Thomas got himself into serious trouble when he decided to go off by himself.  When the disciples were together in the Upper Room, he “was not with them” (Jn 20:24).  Jesus had gathered together a group of disciples, and prayed that they would be a strong collective unit when he prayed that they would be one, and he did not send them out separately but at least two-by-two, yet Thomas decided to separate himself from the group and try to make it on his own.  His decision to go off by himself was more than a foolish mistake.  It was wrong.

Thomas was guilty of individualism.  His main concern was himself and what he wanted to do, not his partners and their welfare.  He may also have been guilty of pride, arrogance, or elitism.  He may have thought:  “I do not need them”; “I am better than them”; “They drag me down and I am better off doing things my way apart from them.”  Or he may have been deeply depressed and gone off to pout by himself.  His isolation cost him dearly.

When the disciples were fearfully huddled together in the Upper Room, they supported and encouraged each other.  When Thomas distanced himself from them, he failed to receive the mutual support and encouragement that he so desperately needed.

The disciples had all sinned during Jesus’ Passion when they deserted their Master, and they were in serious need of forgiveness, and they received special pardon and mercy when Jesus said, “Peace be with you” (Jn 20:19,21).  Absent, Thomas missed the chance to be forgiven.

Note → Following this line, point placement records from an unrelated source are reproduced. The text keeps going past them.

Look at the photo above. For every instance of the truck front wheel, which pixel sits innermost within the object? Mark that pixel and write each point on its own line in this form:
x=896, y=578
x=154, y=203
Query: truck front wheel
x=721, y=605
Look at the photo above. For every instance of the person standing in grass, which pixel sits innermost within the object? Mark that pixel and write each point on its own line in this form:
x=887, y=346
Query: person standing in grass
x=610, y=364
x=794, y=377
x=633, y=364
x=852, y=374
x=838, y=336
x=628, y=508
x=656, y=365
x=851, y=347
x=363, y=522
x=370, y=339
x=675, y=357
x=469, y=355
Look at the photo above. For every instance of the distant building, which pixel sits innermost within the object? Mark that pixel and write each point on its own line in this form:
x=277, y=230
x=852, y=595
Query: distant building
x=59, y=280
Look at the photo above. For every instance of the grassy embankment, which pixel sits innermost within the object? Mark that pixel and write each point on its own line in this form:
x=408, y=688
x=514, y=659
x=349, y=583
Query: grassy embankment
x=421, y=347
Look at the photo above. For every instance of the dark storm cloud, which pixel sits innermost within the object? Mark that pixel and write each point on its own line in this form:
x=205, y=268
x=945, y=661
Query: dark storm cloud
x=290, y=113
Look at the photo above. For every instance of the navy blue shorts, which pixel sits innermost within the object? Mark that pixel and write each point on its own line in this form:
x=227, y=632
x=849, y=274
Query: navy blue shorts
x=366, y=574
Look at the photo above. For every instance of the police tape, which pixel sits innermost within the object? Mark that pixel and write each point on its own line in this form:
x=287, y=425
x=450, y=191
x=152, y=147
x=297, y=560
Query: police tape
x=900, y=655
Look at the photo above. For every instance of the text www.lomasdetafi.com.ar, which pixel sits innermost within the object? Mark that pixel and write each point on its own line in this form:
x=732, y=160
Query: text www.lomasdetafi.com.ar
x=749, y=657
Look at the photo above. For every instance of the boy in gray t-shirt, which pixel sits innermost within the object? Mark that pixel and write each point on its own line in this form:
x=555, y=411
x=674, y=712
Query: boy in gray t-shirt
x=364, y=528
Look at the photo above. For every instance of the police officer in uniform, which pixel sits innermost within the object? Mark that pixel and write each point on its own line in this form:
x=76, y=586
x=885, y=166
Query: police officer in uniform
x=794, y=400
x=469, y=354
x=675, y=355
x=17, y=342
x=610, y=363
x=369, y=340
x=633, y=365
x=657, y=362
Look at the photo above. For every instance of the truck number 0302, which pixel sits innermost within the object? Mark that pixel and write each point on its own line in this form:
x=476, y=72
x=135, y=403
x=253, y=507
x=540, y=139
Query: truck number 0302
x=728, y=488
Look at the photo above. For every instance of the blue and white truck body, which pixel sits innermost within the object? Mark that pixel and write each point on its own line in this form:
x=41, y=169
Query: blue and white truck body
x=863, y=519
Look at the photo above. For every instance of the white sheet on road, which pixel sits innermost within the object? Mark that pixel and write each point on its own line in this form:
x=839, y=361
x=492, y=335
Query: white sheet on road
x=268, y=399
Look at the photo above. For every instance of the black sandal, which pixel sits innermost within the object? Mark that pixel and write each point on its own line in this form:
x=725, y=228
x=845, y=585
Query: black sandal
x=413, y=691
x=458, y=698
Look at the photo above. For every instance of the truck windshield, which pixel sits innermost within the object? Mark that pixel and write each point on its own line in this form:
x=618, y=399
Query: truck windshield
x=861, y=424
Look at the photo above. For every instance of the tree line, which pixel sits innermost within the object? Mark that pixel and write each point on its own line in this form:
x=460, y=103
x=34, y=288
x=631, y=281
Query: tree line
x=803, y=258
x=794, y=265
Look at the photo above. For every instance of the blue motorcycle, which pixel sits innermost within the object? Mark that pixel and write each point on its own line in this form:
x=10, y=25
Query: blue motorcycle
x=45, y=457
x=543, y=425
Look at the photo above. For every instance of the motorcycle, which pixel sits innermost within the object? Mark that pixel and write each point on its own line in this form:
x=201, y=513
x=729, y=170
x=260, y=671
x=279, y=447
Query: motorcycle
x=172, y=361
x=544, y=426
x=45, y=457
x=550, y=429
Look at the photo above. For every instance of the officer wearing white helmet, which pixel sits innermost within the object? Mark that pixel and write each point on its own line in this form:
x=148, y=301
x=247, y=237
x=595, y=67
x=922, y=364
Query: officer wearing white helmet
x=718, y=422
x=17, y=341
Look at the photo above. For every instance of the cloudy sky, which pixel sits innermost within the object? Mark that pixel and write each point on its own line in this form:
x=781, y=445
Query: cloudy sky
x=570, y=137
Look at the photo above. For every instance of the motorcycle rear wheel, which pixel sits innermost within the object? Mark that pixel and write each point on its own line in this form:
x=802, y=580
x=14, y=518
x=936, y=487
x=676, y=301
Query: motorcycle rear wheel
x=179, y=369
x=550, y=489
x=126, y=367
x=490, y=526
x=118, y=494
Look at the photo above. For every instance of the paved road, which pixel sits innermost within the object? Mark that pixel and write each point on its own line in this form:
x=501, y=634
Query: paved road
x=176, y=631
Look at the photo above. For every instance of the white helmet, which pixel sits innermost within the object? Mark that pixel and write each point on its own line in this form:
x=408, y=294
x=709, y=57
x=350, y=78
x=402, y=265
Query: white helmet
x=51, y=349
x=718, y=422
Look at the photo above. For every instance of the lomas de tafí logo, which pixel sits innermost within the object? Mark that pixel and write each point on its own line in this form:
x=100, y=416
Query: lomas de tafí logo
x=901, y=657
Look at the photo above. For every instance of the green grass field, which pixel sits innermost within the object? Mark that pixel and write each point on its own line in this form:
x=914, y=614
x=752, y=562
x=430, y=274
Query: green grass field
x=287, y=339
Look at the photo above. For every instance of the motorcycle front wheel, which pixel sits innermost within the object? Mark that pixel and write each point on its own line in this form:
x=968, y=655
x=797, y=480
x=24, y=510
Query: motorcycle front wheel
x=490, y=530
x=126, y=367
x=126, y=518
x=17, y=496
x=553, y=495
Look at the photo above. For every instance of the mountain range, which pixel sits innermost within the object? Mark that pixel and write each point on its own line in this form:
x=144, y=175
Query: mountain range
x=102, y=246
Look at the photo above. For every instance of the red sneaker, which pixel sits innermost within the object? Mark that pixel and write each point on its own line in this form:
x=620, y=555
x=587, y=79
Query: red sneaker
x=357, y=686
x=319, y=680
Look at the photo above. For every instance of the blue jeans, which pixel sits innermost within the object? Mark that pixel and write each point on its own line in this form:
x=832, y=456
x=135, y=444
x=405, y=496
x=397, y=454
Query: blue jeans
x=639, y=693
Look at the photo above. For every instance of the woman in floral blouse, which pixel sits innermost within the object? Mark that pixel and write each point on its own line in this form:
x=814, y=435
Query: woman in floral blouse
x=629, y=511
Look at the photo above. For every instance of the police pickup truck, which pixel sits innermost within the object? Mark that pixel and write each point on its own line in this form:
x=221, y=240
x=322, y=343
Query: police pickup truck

Jesus gave the disciples great joy and new hope when he appeared to them.  Thomas remained unaffected because he missed the opportunity to receive these gifts.  Next, Jesus gave his disciples their commission when he said, “As the Father has sent me, so I send you” (Jn 20:21b).  Thomas received no such commissioning.  Jesus gave the disciples a special blessing when he imparted the Holy Spirit upon them:  “Receive the holy Spirit” (Jn 20:22).  Thomas was not sealed or confirmed in the Spirit.  Jesus empowered his disciples to forgive the sins of others.  Thomas received no such mandate.  Thomas missed innumerable graces and blessings apart from the others.  Absence from the community is a serious blunder with major consequences.  Fortunately, Thomas’ problems were quickly resolved when he returned to the community.

Many Catholics make the same mistake as Thomas when they separate themselves from their parish community and try to make it on their own.  They go to Mass on Easter Sunday, and then only sporadically or not at all during the spring and summer.  They infrequently receive the sacraments of Eucharist and Reconciliation, and are weakly connected to ongoing faith formation or parish festivals and other community building events.  It should be no surprise that when it comes to the faith of those who are absent, there would be more doubt.  Thomas corrected his mistake when he returned.  Easter teaches us that the risen Christ is found in the community of the Church, the Body of Christ, and we need to remain closely connected.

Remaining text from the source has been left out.